Kondisi ini dapat mengganggu aktivitas sehari-hari, terutama saat berbicara atau mengonsumsi makanan. Selain menjaga asupan cairan dan pola makan yang sehat, menghindari paparan asap juga menjadi salah satu langkah sederhana yang dapat membantu meredakan panas dalam.
Asap, baik yang berasal dari rokok, pembakaran sampah, kendaraan bermotor, maupun lingkungan yang berpolusi, dapat mengiritasi saluran pernapasan dan tenggorokan. Ketika tenggorokan terus-menerus terpapar asap, rasa kering dan tidak nyaman dapat semakin terasa. Akibatnya, gejala yang sering dikaitkan dengan panas dalam bisa menjadi lebih mengganggu dan membutuhkan waktu lebih lama untuk membaik.
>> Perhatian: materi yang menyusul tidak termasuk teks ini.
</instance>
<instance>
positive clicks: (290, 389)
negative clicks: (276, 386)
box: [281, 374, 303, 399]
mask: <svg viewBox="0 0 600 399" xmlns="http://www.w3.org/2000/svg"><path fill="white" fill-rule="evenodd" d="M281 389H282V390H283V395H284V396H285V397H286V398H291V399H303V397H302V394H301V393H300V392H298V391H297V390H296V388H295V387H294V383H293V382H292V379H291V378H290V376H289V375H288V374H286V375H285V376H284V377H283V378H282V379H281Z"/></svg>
Jika Anda sedang mengalami panas dalam, usahakan untuk mengurangi aktivitas di lingkungan yang penuh asap. Pilih tempat dengan sirkulasi udara yang baik dan udara yang lebih bersih. Bagi perokok aktif, mengurangi atau menghentikan kebiasaan merokok untuk sementara waktu dapat membantu memberikan kesempatan bagi tenggorokan untuk beristirahat dan pulih. Sementara itu, bagi perokok pasif, hindari berada terlalu dekat dengan sumber asap rokok agar saluran pernapasan tetap nyaman.
Selain menghindari asap, perbanyak konsumsi air putih untuk membantu menjaga kelembapan tenggorokan. Anda juga dapat mengonsumsi buah-buahan yang mengandung banyak air, seperti semangka, jeruk, dan melon. Asupan cairan yang cukup dapat membantu meredakan rasa kering pada tenggorokan dan mendukung proses pemulihan tubuh.
Istirahat yang cukup juga berperan penting dalam menjaga daya tahan tubuh. Ketika tubuh mendapatkan waktu istirahat yang memadai, proses pemulihan dapat berlangsung lebih optimal. Kombinasikan dengan konsumsi makanan bergizi agar kebutuhan nutrisi tubuh tetap terpenuhi.
Menghilangkan panas dalam tidak selalu memerlukan langkah yang rumit. Menghindari paparan asap merupakan kebiasaan sederhana yang dapat membantu menjaga kesehatan tenggorokan dan saluran pernapasan. Dengan menerapkan pola hidup sehat serta mengurangi paparan iritan dari lingkungan, gejala panas dalam dapat berangsur membaik dan aktivitas sehari-hari pun dapat kembali berjalan dengan nyaman.